Jamaica 2

Jamaica

Jamaica 3
A Plantation Set Alight During the Baptist War

The rebellion resulted in hundreds of deaths, the destruction of many plantations, and resulted in ferocious reprisals by the plantocracy class. As a result of rebellions such as these, as well as the efforts of abolitionists, the British outlawed slavery in its empire in 1834, with full emancipation from chattel slavery declared in 1838. The population in 1834 was 371,070, of whom 15,000 were white, 5,000 free black; 40,000 ‘coloured’ or free people of color (mixed race); and 311,070 were slaves. The resulting labour shortage prompted the British to begin to “import” indentured servants to supplement the labor pool, as many freedmen resisted working on the plantations. Workers recruited from India began arriving in 1845, Chinese workers in 1854. Many South Asian and Chinese descendants continue to reside in Jamaica today.

Over the next 20 years, several epidemics of cholera, scarlet fever, and smallpox hit the island, killing almost 60,000 people (about 10 per day). Nevertheless, in 1871 the census recorded a population of 506,154 people, 246,573 of which were males, and 259,581 females. Their races were recorded as 13,101 white, 100,346 coloured (mixed black and white), and 392,707 black. This period was marked by an economic slump, with many Jamaicans living in poverty. Dissatisfaction with this, and continued racial discrimination and marginalization of the black majority, led to the outbreak of the Morant Bay rebellion in 1865 led by Paul Bogle, which was put down by Governor John Eyre with such brutality that he was recalled from his position.

Jamaica 4
Paul Bogle

His successor, John Peter Grant, enacted a series of social, financial and political reforms while aiming to uphold firm British rule over the island, which became a Crown Colony in 1866. In 1872 the capital was transferred from Spanish Town to Kingston.

Early 20th Century:

Unemployment and poverty remained a problem for many Jamaicans. Various movements seeking political change arose as a result, most notably the Universal Negro Improvement Association and African Communities League founded by Marcus Garvey in 1917. As well as seeking greater political rights and an improvement for the condition of workers, Garvey was also a prominent Pan-Africanist and proponent of the Back-to-Africa movement. He was also one of the chief inspirations behind Rastafari, a religion founded in Jamaica in the 1930s that combined Christianity with an Afrocentric theology focused on the figure of Haile Selassie, Emperor of Ethiopia.
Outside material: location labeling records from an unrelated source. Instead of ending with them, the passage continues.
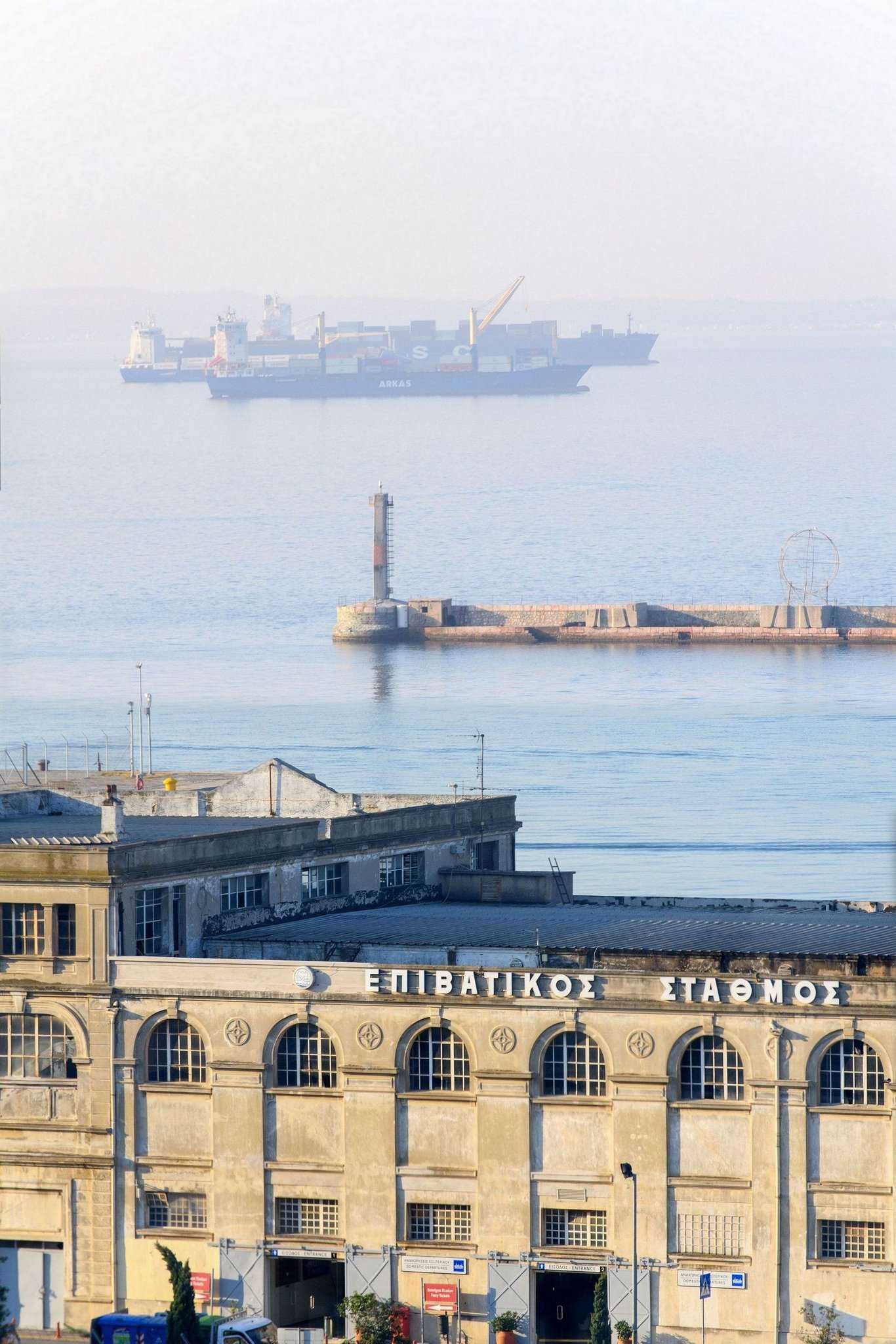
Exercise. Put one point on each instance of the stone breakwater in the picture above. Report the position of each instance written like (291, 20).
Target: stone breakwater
(441, 620)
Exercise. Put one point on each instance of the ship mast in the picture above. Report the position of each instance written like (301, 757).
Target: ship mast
(502, 301)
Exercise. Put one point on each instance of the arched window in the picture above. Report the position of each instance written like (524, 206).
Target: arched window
(176, 1054)
(305, 1058)
(438, 1062)
(574, 1068)
(852, 1076)
(35, 1046)
(711, 1070)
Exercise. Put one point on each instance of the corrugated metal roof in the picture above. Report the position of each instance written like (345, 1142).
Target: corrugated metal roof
(605, 927)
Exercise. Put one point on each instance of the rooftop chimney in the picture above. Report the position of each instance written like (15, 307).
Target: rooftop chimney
(112, 826)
Despite occasional persecution, Rastafari grew to become an established faith on the island, later spreading abroad.

Jamaica 5
Marcus Garvey

The Great Depression of the 1930s hit Jamaica hard. As part of the British West Indian labor unrest of 1934–39, Jamaica saw numerous strikes, culminating in a strike in 1938 that turned into a full-blown riot. As a result, the British government instituted a commission to look into the causes of the disturbances; their report recommended political and economic reforms in Britain’s Caribbean colonies. A new House of Representatives was established in 1944, elected by universal adult suffrage. During this period Jamaica’s two-party system emerged, with the creation of the Jamaican Labour Party (JLP) under Alexander Bustamante and the People’s National Party (PNP) under Norman Manley.